# Looking for a big gun accessory case..



## gator7_5 (Oct 4, 2007)

One that will hold all of my pistol and rifle ammo, cleaning supplies, ear protection, targets, etc.. 

I was thinking about just using a big tackle box, but its not ideal. Anyone have anything they would recommend?


----------



## MULLET HUNTER (Oct 3, 2007)

I have a large pelican case 1600, that I put pistols in for transport...


----------



## cpn.jp (Aug 3, 2011)

*Gear bag*

This works great for me...http://www.lapolicegear.com/unclem-police-equipment-bag.html


----------



## Dixie (Oct 12, 2011)

I'm with Mullethunter. I've got a pelican case that works great. They can be a little spendy but they're tough and they've got a lifetime warranty. You can find some on craigslist once in awhile.


----------



## Gravity3694 (May 10, 2011)

I just throw my range gear in an old USMC ditty bag that I was issued. I will carry my handguns and ammo in a ILBE Assault pack. My long-guns are thrown in an Eagle Industries soft case or a cheap plastic case if the gun is too long. It really depends on what I'm doing and where I'm shooting what kind of case and configuration I use. I also don't care about scuffing my firearms that badly and will loosely pack them.

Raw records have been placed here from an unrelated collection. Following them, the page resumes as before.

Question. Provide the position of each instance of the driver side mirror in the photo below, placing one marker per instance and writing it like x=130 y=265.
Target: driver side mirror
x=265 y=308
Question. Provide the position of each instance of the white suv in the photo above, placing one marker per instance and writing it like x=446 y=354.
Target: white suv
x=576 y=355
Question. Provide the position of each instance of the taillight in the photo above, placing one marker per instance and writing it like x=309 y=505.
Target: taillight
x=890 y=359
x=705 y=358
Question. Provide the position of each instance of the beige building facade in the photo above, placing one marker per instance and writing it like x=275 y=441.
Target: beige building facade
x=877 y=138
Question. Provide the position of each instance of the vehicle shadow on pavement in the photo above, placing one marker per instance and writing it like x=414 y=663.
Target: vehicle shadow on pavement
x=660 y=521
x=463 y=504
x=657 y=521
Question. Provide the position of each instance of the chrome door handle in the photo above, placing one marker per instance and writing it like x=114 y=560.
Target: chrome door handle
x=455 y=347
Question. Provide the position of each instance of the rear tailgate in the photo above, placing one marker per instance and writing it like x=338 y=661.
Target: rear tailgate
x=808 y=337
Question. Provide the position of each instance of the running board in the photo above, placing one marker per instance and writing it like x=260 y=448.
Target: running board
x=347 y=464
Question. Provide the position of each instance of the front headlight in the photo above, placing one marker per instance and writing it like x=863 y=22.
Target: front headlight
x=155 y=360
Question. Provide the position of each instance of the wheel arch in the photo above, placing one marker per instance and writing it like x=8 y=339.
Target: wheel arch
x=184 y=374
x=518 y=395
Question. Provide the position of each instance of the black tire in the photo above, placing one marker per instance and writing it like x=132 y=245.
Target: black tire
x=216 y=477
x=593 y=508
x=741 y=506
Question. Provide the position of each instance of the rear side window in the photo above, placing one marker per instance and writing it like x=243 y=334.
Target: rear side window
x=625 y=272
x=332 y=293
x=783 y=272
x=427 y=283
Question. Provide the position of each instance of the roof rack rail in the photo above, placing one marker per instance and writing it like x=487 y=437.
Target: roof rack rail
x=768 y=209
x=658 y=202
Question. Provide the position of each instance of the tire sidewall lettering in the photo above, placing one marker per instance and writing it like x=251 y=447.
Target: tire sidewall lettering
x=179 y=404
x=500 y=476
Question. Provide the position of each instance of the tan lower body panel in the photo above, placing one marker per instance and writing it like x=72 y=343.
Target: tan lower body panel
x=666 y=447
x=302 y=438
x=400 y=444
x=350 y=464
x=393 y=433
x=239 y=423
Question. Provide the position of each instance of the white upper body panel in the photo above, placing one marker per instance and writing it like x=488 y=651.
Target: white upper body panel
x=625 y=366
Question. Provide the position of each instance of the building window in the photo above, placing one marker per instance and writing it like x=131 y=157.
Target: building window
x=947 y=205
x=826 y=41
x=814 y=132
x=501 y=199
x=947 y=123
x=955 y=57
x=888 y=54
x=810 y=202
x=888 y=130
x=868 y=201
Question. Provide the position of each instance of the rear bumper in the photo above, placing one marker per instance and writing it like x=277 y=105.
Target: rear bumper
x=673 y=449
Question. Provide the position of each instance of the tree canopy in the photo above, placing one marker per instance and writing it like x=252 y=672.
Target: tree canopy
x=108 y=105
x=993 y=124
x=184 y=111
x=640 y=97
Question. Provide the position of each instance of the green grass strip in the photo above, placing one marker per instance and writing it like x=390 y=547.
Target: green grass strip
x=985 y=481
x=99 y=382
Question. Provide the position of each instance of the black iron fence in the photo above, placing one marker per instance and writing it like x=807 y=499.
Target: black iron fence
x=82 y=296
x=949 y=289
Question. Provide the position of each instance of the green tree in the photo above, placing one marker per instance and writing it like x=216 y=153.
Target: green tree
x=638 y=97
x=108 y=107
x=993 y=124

A helmet bag or some small soft bag will work for you. I hate hard cases because of their blocky-ness and bulk.


----------



## snapperfan (Aug 30, 2009)

http://www.midwayusa.com/product/259680/midwayusa-competition-range-bag-pvc-coated-polyester-black


----------



## Austin (Sep 30, 2007)

All I saw was the first 4 words of the topic and thought Stanley was looking for a RPG or mortar! Sorry, not trying to derail..


----------



## gator7_5 (Oct 4, 2007)

snapperfan said:


> http://www.midwayusa.com/product/259680/midwayusa-competition-range-bag-pvc-coated-polyester-black


That looks good. Thanks


----------



## TraderDan (Jul 25, 2009)

*Cheaper than Dirt*

CASE-535
Ultimate Handgun Case Water Tight Layered Foam Bla...
Great case good price if you are looking for a multi pistol case. I cut long slits in the pluck it foam and carry and can carry 6-7 handguns that are all secure and readily accessable. I really like it. and just use ammo cans or soft assualt packs for multi gear and ammo.


----------



## maxfold (Apr 19, 2008)

*case*

Ive been a fan of mil surplus ammo cans the larger ones . waterproof and soft pistol zipper bags on top of ammo work for me .midway sells cheap add to order .maxfold


----------